Carbonara had been skiing the area for 20 years when she lucked into the purchase of her condo from a friend who’d bought it in foreclosure. And whether she’s at a Snowmass restaurant or Aspen farmers market, she sees familiar faces everywhere she goes.
“One day I was sitting out on the patio at Hotel Jerome [in Aspen] with two Houston friends and there were more people on that patio from Houston than from anywhere else. We kept seeing all of these people we knew,” Carbonara says. “They were all Houstonians.”
Not only does she enjoy getting out of Houston’s summer heat, but she finds Colorado’s beautiful scenery to be restorative. She loves outdoor activities like hiking and visiting outdoor markets, made possible by the cooler weather. “I have to say, being in nature and being in the mountains is just good for you. It’s good for mental health and good for physical health,” she says.

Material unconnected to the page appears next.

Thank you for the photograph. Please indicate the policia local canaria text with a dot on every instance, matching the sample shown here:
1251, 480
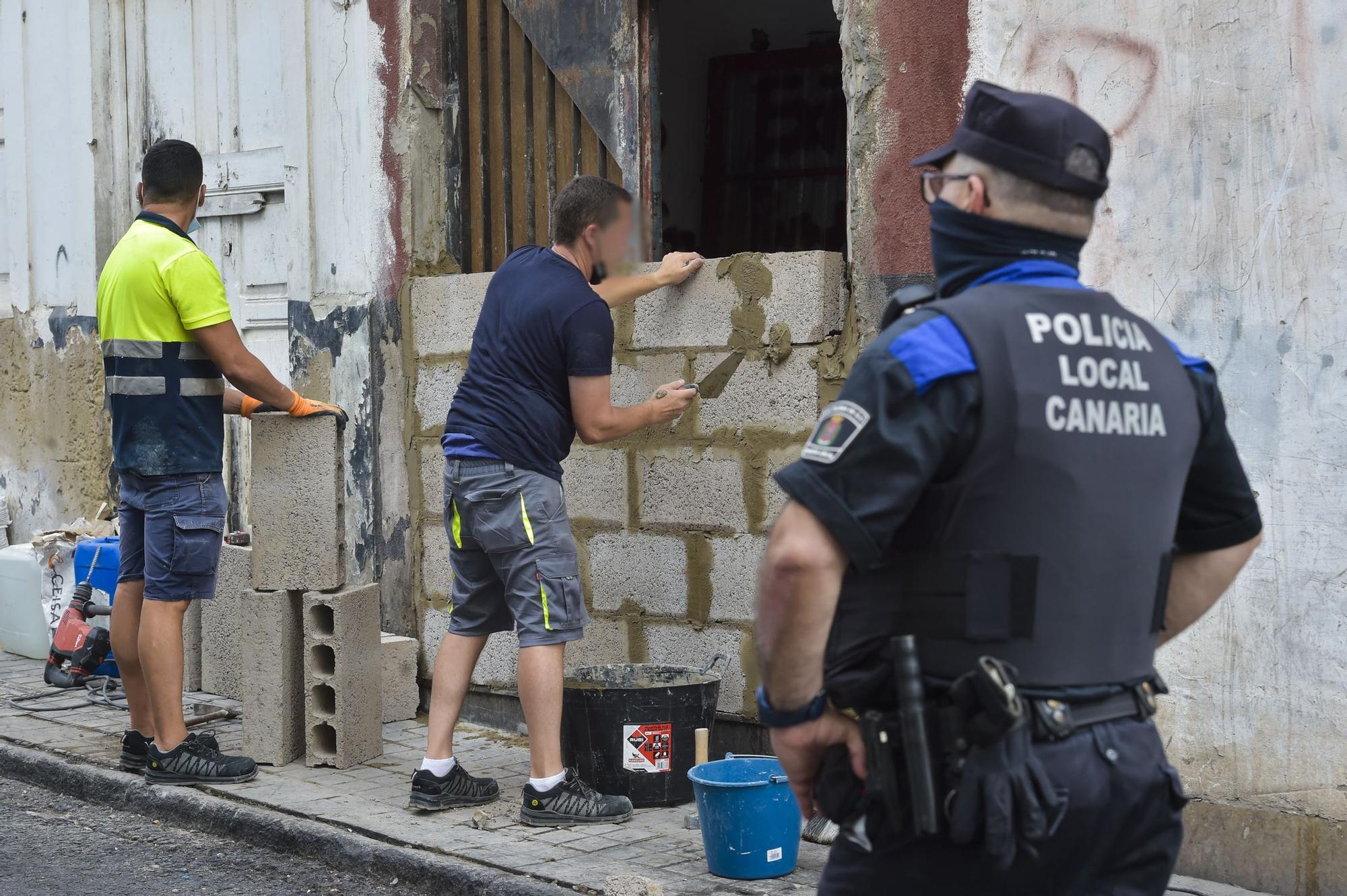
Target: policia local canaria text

Image: Courtesy of Kathy Orton
Carbonara visits with Houston friends John and Kathy Orton, who have been going to Aspen-Snowmass since the early 1980s. John’s parents were regulars, so the Ortons and their children followed. They bought their first place there in 1986.
“Over the summer there’s a tremendous number of Texans in Aspen. Anyone who can afford to get out of Houston in the summer does. Our children are now in their 40s, but when they were little, they liked coming here because a lot of their classmates came here, too,” says Kathy, a retired banker. Semiretired, John is a consulting counsel at the Holland and Knight law firm.
Because they’ve been going there so long, the Ortons also have plenty of Aspen friends who’ve never lived in Texas. But when they attended the annual gala for Theatre Aspen in July, where 200 people raised $750,000, they found themselves sharing a table with eight people. Only two were not from Houston.